C’era una volta una squadra che non faceva oltrepassare la metà campo agli avversari. Era il Milan di un allenatore “demiurgo” che ha cambiato il calcio, Arrigo Sacchi. Era non solo una formazione di fenomeni. Di più, erano gli “Immortali”. Quando è entrato all’Auditorium del S. Chiara, ieri pomeriggio, Zvonimir Boban, attuale reggente delle sorti dei rossoneri che hanno appena mandato a casa mister Giampaolo, il popolo rossonero, rivolto idealmente anche all’altro dirigente Paolo Maldini (ieri assente), diviso tra giovani scatenati e reduci dalla finale simbolo del Camp Nou di Barcellona, davanti a 90mila spettatori con il 4 a 0 rifilato in finale alla Steaua Bucarest di Lacatus e Hagi, ha urlato verso i “gladiatori” di quelle magiche notti: «Tornate voi, fate voi i dirigenti, non è possibile finire in questo modo, a rischiare di finire in D».

Boban ha dovuto ammettere: «La squadra di mister Sacchi e dei tre olandesi, dei Baresi, dei Galli e dei Donadoni, degli Ancelotti, dei Costacurta e dei Galli non tornerà più. È impossibile. È una questione di programmazione, è stata un’altra epoca».

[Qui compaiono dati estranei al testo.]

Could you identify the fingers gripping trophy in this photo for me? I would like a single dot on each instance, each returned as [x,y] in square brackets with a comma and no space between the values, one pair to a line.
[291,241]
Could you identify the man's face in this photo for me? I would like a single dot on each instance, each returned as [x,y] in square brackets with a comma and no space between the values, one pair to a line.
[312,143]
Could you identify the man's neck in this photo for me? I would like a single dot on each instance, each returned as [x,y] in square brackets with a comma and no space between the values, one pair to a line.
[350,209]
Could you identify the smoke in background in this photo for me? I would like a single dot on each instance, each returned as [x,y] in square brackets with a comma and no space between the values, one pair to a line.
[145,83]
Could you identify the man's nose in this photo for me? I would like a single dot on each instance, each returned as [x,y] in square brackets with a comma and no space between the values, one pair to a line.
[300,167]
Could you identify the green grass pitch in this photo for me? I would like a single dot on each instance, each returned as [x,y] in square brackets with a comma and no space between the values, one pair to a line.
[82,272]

Si sono un po’ spaventati due dei tre olandesi diretti dal mister voluto da Galliani e dal presidente Berlusconi, dopo aver perso 4 volte dal suo Parma in amichevole e due volte in Coppa Italia. Ieri erano presenti Marco Van Basten, osannato dagli appassionati, e Frank Rijkaard, il cigno di Utrecht e l’”uragano” di Amsterdam. Non c’era il tulipano nero, Ruud Gullit, bloccato da un impedimento della sua compagna.

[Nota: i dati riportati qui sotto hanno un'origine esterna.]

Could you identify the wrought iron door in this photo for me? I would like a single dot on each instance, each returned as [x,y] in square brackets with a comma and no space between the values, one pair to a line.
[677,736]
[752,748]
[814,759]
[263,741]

«Con Sacchi ho avuto all’inizio - ha detto Van Basten - dei problemi. In Olanda si parlava di tattica, con lui solo di aggressività e movimento continuo. Dopo due partite, a Cesena, mi mise in panchina. Presto mi ambientai e grazie a lui ho potuto poi esprimere tutte le mie potenzialità. Lui mi disse che gli avevo sì creato qualche problema ma gliene avevo risolto anche tanti». In uno scherzoso sipario con i conduttori Rijkaard si meravigliò, dopo essere stato acquistato dallo Sporting Lisbona (Braida ha rivelato che corsero lontani dai tifosi portoghesi arrabbiati e si nascose il contratto nelle mutande...), del fatto «che vedeva Gullit correre». Come se il gioco totale dell’Olanda di Cruijff fosse stato una meteora.

Il capitano Franco Baresi, “venerato” da tutti i compagni come esempio e come trascinatore in ogni parte del campo, ha sottolineato che, prima delle Supercoppe internazionali, delle Coppa dei Campioni e dello scudetto, tra loro dicevano su Sacchi «questo qui dura un mese» e poi però «ma mi sono ricreduto immediatamente, i nuovi allenamenti che aveva introdotto ci facevano “volare”, erano insegnamenti eccezionali».
Billy Costacurta, che il giornalista Pellegatti ha chiamato “vibrazioni dell’anima”, ha sottolineato, lui che era al Milan dall’età di 13 anni e di mister ne aveva visti tanti, che «Sacchi sembrava avere un metodo da pazzi, quando solo l’anno prima eravamo stati presentati con l’arrivo in elicottero al suono della Cavalcata delle Valchirie».

Van Basten ha detto che le semifinali contro il Real Madrid della prima coppa con “le orecchie” furono incredibili: al Bernabeu un 1 a 1 con un suo gol di testa in una torsione mai più rivista sui campi del globo, più un altro gol annullato e oggi «la Var lo darebbe buono senza problemi». Poi un 5 a 0 da urlo a S. Siro. «Sentivamo - ha detto Ancelotti - urlare nello spogliatoio del Real e Sacchi disse che erano di paura. Ragazzi Berlusconi vuole la goleada. E così fu».

Giovanni Galli, il portiere che spesso si prendeva nelle pagelle un “senza voto”, ha detto «che con una simile squadra ci potevano chiamare “Immortali” perchè tutto era studiato in ogni particolare. Quel gruppo ha segnato un’era e anche a me Sacchi parlava e mi diceva “bene, non hai fatto una parata, ma ho visto che eri attento alle azioni”. Questo era il mister, un perfezionista». E Daniele Massaro: «In quel collettivo ho imparato la differenza tra vincere e partecipare. Mi rammento che Sacchi non mi voleva nel suo Milan, ma dopo un anno rientrai e a fianco di Van Basten lo soddisfai».

Filippo Galli, Mussi, Colombo, Lantignotti, Carobbi e il secondo portiere Pinato hanno tutti parlato della «maniacalità del mister e della cura dei concetti. Anche dopo cena e dopo una giornata massacrante di allenamenti. Per essere fenomeni, invincibili, insomma gli “Immortali”, qualche sacrificio bisognava pur farlo. O no?